A quick glance out their roof-hole showed that yes, they were. The monster was flinging a large dreg with a halberd back and forth like a dog with a chew-toy. Much of the rest of its fellows lay strewn about in heaps and halves. The mage fired one comet after the other, each blasting against the beast’s skin and leaving ugly frostbite bruises and tears, but none were enough to fell the beast.
It tore through the soldier in its jaws and leapt towards them, a dreg with a shield the final line of defense between the monster, the mage, and the monk who was hiding behind both. It chomped down, just as the conjurer had finished channeling a massive spell. Both it and the conjurer’s arms up to the elbow disappeared down its gullet.
“It’s not a very smart monster, is it?” Elia said as the spell ruptured inside the creature again, shards of ice piercing out of its throat.
The conjurer cried and the monk pulled her away with one hand, desperately warding the beast with a beaded necklace in the other.
“Those two aren’t dregs.” Karla shot to her feet, all thoughts of watching for entertainment thrown out the window. “We have to help them.”

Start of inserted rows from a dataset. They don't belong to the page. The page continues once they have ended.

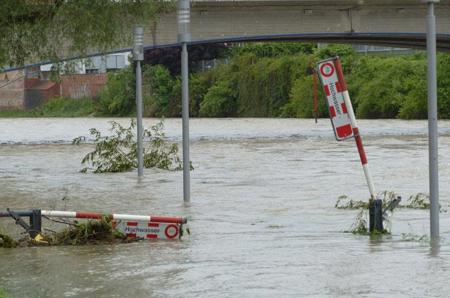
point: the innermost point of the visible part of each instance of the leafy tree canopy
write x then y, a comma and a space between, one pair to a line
35, 30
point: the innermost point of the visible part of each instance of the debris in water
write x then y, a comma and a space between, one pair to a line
418, 201
415, 238
7, 242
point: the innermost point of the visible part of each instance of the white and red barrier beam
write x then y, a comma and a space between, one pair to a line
341, 110
95, 215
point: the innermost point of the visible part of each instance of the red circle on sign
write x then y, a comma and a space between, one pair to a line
168, 233
327, 69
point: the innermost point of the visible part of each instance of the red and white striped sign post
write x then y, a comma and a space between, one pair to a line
341, 110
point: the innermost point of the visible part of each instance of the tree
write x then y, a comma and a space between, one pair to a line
34, 30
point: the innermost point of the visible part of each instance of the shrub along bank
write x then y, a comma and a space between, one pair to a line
267, 80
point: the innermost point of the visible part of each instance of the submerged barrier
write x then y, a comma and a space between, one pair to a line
132, 226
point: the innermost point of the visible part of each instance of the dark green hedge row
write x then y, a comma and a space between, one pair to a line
272, 80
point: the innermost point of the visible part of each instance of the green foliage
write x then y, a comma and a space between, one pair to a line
118, 152
273, 49
118, 96
7, 242
3, 293
38, 30
92, 231
301, 100
220, 100
163, 96
274, 80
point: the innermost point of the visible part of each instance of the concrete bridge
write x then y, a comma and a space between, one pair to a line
354, 19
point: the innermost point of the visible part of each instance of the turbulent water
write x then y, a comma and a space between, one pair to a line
262, 216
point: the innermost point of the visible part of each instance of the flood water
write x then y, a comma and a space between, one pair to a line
262, 217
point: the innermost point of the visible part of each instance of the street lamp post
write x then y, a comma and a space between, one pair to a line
184, 36
138, 55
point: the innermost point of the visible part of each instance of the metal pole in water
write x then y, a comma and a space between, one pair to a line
356, 134
184, 37
138, 54
432, 120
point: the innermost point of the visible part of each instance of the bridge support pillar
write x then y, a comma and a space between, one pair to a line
432, 120
184, 37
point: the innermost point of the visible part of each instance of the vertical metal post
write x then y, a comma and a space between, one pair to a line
432, 120
138, 54
184, 37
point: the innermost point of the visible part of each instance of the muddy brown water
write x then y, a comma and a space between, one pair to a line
262, 216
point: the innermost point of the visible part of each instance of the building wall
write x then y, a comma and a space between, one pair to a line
82, 85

“Nah, we should wait until it’s over.”
“But–“
“Karla, if you haven’t noticed how I work by now, you’re an idiot.” Elia looked her straight in the eye. “Stop pushing your daydreams on me. I am not a hero. Now sit down and wait.”
The words hit her like a physical wall. Karla didn’t sit down, nor sheathe her shortsword. “… you have been very insistent that I shouldn’t call you that. Why?”

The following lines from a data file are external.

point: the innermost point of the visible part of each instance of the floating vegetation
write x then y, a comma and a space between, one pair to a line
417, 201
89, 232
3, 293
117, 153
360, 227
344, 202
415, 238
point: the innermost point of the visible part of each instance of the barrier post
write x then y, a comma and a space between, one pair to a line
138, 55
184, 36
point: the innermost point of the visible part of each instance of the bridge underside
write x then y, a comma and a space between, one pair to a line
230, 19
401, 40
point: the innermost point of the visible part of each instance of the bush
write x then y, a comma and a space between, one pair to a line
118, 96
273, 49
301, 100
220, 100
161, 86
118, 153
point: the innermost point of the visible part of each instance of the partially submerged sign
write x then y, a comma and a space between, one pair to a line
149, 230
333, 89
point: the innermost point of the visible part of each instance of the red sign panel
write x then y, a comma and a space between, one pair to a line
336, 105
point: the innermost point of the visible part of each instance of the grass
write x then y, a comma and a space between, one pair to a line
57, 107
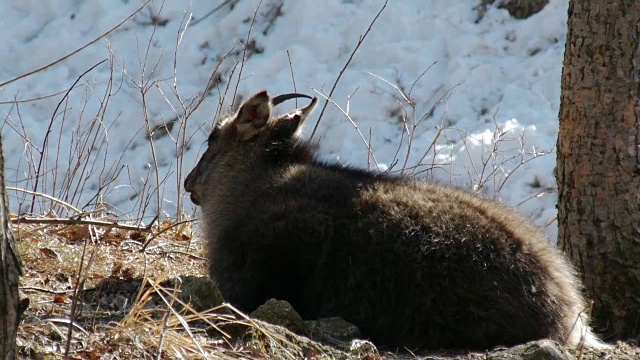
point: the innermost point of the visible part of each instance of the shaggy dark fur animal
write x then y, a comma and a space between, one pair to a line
412, 264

“That monster there just took out two dozen dregs and a conjurer in under a minute. I would struggle with that under the best circumstances, and my left arm won’t be useful for much as is. I don’t like those odds.” The fight was closing to its end. It looked to be a close one, but the monster would catch up before the monk could escape. She stopped dragging her companion and Elia’s impression of her went up a few notches, even though it was too late to escape. “But I guess if I had to be general about it, heroes have to go out and win against the odds. I rather like my odds skewed, in my favor specifically.”
“That’s not very… heroic of you.” Finally, it seemed as if she was getting through to the girl blinded by her own imagination. “How… consistent.”
“Q.e.d. girl. Finally doing some thinking for yourself.” She flexed her arm, still feeling the burns constrict her movements. There was no way around it, she needed a bowl of respite.
Elia looked up to the sound of Karla jumping down onto the porch.
“Hey, HEY!” The girl was already on the ground by the time Elia was standing. “God, DAMMIT girl, the monster hasn’t bled to death yet!”
She’s going to make sure it bleeds faster. Or she’ll get herself killed, again.
The beast caught up to the conjurer who had lost both her arms and focus. Still, a shimmer of blue light coalesced a meter above her shoulder.
Wait, how can he think to cast in that state, without a focus as well?
In that moment, its jaws clamped down on the dying mage and a shudder that tasted blue sent everyone’s world sideways.